Underground to Canada by Barbara Smucker

Underground to Canada by Barbara Smucker

Author:Barbara Smucker
Language: eng
Format: epub
Publisher: PENGUIN GROUP (CANADA)


CHAPTER FOURTEEN

THERE WASN’T MUCH DANGER from slave catchers on the high mountain paths at night. But even without them, this wild place was terrifying and strange for Julilly and Liza. High-pitched animal cries that they had never heard before echoed in and out of the tall black mountain peaks. Their path sometimes became “slim as the string bindin’ a cotton bale,” as Liza exclaimed.

The girls held onto one another and once Julilly had to grab a swaying tree limb to keep from slipping down the mountain’s side. Liza fell against her, hanging to her waist. They climbed up again on their hands and knees.

“If that North Star wasn’t up there steady, beckonin’ to us,” Julilly shuddered, “I couldn’t go on.”

Before long, a strange, nervous wind began to blow. It skittered about—twirling up the stones along the path—then jumping into the trees and making ugly, swaying brushes of the giant pines.

A cloud smashed across the moon and erased their path. It was dark now, as dark as the deep end of a cave. The air began to chill. Julilly and Liza stopped climbing and held onto the trunk of the nearest tree. The wind lashed around them like a slave owner’s whip.

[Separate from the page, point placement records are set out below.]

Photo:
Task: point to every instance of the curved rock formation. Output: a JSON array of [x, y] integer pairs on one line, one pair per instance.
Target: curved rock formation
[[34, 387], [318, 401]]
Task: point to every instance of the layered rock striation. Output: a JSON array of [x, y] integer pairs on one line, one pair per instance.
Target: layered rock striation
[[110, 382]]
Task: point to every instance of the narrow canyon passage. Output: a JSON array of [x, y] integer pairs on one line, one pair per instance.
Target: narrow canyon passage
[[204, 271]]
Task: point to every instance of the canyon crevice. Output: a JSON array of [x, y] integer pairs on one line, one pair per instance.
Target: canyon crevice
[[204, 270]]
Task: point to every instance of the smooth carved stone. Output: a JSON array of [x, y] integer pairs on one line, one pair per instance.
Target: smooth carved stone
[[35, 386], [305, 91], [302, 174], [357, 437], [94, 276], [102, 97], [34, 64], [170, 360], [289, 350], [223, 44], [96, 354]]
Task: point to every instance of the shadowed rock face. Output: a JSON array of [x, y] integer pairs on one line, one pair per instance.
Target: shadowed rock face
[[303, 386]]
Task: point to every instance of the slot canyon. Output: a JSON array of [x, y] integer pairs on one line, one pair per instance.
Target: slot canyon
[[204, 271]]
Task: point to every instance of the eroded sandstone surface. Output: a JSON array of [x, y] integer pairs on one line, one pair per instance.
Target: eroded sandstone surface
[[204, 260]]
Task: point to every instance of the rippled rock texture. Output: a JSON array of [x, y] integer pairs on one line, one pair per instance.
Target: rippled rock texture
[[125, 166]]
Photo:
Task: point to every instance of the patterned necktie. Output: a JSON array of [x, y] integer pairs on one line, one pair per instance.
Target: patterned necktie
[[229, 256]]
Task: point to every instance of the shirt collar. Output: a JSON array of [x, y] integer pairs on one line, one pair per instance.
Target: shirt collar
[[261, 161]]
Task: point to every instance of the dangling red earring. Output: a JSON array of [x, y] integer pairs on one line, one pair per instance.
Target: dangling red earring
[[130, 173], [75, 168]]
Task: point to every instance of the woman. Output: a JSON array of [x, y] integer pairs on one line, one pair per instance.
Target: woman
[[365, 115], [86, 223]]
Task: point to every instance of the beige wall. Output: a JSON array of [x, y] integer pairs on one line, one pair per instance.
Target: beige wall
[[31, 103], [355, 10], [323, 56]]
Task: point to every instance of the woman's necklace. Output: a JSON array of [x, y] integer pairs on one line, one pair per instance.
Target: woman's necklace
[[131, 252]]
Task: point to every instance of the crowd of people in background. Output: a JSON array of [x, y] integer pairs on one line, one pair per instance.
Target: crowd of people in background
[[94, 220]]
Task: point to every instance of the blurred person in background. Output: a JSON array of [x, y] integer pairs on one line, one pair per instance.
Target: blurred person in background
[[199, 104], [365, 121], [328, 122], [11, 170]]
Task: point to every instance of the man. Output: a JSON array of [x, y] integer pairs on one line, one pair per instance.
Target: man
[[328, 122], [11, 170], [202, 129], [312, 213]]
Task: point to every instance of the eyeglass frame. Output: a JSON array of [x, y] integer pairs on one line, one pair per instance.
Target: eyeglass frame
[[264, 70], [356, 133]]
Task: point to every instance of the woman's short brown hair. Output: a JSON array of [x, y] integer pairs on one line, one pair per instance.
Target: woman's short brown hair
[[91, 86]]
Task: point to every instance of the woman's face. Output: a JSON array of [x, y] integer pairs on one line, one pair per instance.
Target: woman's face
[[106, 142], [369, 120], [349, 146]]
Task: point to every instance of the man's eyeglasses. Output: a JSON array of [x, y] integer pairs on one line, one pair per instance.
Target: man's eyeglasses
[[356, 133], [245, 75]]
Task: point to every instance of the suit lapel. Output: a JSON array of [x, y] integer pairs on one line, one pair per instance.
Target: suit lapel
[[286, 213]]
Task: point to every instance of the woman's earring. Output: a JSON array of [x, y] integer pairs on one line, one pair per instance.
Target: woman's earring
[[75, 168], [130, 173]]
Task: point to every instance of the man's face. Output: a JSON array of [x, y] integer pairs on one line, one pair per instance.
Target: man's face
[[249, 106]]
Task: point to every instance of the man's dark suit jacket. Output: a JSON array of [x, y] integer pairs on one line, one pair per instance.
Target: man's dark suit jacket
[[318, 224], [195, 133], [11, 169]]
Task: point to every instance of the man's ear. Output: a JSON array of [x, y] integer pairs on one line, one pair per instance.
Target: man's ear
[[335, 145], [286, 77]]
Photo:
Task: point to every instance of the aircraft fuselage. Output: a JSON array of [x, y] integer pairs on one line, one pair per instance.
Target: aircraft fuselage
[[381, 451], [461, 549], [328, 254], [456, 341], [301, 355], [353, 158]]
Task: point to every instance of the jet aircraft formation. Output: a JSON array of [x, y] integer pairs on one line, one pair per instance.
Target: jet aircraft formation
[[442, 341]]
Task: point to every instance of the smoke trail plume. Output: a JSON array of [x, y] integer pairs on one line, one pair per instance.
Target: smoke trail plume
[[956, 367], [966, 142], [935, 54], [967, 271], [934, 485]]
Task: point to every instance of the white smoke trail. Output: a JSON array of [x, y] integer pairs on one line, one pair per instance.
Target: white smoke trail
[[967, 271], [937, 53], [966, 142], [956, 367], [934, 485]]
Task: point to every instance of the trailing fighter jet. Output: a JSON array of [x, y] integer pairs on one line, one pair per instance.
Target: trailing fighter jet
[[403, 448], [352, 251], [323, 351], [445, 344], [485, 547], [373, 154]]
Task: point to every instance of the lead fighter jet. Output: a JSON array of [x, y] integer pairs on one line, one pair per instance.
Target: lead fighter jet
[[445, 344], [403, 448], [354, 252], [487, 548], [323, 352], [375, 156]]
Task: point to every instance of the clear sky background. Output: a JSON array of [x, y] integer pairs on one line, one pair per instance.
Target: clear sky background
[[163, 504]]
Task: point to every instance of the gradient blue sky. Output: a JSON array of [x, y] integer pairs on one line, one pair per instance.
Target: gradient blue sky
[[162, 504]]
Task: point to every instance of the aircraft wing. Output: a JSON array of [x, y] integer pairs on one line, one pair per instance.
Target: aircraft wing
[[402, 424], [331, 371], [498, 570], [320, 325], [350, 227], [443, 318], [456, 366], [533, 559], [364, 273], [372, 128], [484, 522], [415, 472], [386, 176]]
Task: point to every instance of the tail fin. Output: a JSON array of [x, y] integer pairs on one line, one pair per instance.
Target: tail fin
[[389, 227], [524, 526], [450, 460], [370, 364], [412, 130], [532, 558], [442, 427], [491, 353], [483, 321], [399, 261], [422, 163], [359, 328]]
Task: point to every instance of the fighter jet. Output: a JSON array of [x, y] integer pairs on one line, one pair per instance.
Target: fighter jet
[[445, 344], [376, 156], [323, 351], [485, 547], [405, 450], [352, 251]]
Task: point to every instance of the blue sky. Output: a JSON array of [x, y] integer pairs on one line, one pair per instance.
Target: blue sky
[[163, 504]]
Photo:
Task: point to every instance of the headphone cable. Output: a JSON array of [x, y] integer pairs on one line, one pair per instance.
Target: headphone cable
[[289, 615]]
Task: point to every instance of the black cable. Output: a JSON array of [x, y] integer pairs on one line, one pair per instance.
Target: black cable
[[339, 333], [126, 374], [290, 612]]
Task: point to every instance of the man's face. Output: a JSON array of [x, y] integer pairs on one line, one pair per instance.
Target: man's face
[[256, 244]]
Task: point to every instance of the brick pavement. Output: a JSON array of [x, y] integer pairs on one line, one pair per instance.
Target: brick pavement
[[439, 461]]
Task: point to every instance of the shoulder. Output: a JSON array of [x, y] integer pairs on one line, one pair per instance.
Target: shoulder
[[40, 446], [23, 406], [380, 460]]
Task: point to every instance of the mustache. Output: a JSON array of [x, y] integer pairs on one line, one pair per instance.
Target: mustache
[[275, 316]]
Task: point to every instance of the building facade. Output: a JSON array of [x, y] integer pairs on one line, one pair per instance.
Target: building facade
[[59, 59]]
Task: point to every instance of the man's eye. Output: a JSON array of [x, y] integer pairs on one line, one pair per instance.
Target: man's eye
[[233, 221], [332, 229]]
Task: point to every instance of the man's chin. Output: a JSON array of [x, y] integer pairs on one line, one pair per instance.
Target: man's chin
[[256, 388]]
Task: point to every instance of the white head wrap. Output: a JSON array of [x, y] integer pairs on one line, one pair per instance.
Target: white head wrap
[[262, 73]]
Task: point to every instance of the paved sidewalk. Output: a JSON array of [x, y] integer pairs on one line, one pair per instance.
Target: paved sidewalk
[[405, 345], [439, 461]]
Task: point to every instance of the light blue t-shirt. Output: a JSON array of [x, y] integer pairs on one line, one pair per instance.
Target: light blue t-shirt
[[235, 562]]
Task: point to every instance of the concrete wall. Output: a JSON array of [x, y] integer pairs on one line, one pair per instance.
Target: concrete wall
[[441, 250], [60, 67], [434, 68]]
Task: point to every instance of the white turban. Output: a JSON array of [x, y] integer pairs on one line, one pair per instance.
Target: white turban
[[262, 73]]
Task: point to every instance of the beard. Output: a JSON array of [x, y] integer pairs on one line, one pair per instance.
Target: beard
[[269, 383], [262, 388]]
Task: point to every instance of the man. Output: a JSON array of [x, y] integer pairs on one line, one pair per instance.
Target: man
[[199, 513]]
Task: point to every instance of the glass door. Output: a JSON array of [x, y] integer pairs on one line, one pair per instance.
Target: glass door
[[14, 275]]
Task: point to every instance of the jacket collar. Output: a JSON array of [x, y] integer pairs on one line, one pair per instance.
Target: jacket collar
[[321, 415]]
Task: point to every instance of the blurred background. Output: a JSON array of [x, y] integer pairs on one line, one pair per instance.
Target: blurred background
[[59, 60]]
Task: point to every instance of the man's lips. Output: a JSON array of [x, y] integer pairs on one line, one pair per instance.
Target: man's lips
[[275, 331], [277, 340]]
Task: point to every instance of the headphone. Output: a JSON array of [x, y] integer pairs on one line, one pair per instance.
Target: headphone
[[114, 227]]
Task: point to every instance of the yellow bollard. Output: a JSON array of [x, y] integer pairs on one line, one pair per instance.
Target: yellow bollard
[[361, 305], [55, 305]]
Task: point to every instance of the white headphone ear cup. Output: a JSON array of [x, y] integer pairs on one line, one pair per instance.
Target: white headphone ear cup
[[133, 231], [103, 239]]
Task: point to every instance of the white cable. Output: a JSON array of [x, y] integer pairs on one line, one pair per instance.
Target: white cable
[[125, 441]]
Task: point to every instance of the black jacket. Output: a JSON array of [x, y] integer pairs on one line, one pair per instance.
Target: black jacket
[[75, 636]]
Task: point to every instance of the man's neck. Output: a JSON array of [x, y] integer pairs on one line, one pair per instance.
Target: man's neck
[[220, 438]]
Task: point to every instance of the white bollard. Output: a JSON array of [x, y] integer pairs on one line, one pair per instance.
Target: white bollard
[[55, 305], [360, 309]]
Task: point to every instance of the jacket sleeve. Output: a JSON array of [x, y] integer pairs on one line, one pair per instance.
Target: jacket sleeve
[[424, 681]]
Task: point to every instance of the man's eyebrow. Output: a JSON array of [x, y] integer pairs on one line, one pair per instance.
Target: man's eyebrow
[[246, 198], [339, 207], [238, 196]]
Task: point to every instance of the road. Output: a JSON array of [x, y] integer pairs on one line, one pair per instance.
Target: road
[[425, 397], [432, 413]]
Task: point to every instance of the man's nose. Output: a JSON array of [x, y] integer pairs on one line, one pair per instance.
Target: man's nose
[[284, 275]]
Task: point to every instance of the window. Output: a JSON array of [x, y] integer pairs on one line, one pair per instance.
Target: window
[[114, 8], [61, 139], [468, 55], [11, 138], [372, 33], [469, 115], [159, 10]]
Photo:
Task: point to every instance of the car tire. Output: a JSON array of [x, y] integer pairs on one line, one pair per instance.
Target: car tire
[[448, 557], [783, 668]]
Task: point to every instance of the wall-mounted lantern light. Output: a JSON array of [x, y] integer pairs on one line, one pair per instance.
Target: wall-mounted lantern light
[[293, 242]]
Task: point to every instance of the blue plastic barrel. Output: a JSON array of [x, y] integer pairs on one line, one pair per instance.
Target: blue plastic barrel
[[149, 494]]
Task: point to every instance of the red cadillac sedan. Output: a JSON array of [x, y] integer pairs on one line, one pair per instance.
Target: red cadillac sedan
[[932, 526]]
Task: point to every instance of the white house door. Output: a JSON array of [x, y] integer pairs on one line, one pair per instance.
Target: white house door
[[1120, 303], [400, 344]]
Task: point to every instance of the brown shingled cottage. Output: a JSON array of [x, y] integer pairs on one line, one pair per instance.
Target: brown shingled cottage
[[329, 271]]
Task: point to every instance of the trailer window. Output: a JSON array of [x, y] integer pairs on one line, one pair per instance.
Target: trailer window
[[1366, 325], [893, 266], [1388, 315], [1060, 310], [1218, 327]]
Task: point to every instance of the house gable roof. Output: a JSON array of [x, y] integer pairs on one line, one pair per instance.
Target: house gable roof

Someplace near by there was a long, cracking noise and then a thud. When the flashes of lightning came, Julilly and Liza could see a giant tree, torn from the earth with its raw, useless roots exposed to the storm. Thunder pounded in the sky, and then rain swept down like moving, walls of water. Another flash of lightning. This time the girls saw a flat place close at hand, shielded by an overhanging rock.

“Get all the tree limbs you can find, Liza, and pile them under that rock,” Julilly screamed above the wind.

The pile grew high. They dragged heavy limbs that could not blow away.

“Now we’ll dig a place under this rock,” Julilly screamed again.

They scraped and grovelled. Their hands bled; but a small shelter did take shape, big enough for the two of them to squeeze inside. They shoved their bundles ahead of them.

“It’s dry in here.” Liza rubbed her hands over the ground.

But their newly-patched clothes dripped with water, and they chilled each time the wind blew through their makeshift hovel. There was nothing to do but take their clothes off, wring the water from them as best they could, and hang them over branches that were still dry. They covered themselves with pine needles and bunches of dried leaves and dug deeper with sticks into the dry earth.

They lay down close to each other for warmth. Somehow they slept, and when they woke the wind had stopped blowing.

Mountain birds chirped their early morning songs and a faintly pink sun spread shyly across the sky. The girls peered through their shelter of branches. Fallen limbs and scattered leaves crisscrossed over the ground.

“Looks like somebody stirred the whole place up with a big wooden spoon.” Julilly pushed her head clear of the branch above her.

“Nobody is gonna come lookin’ for run-away slaves in this mess.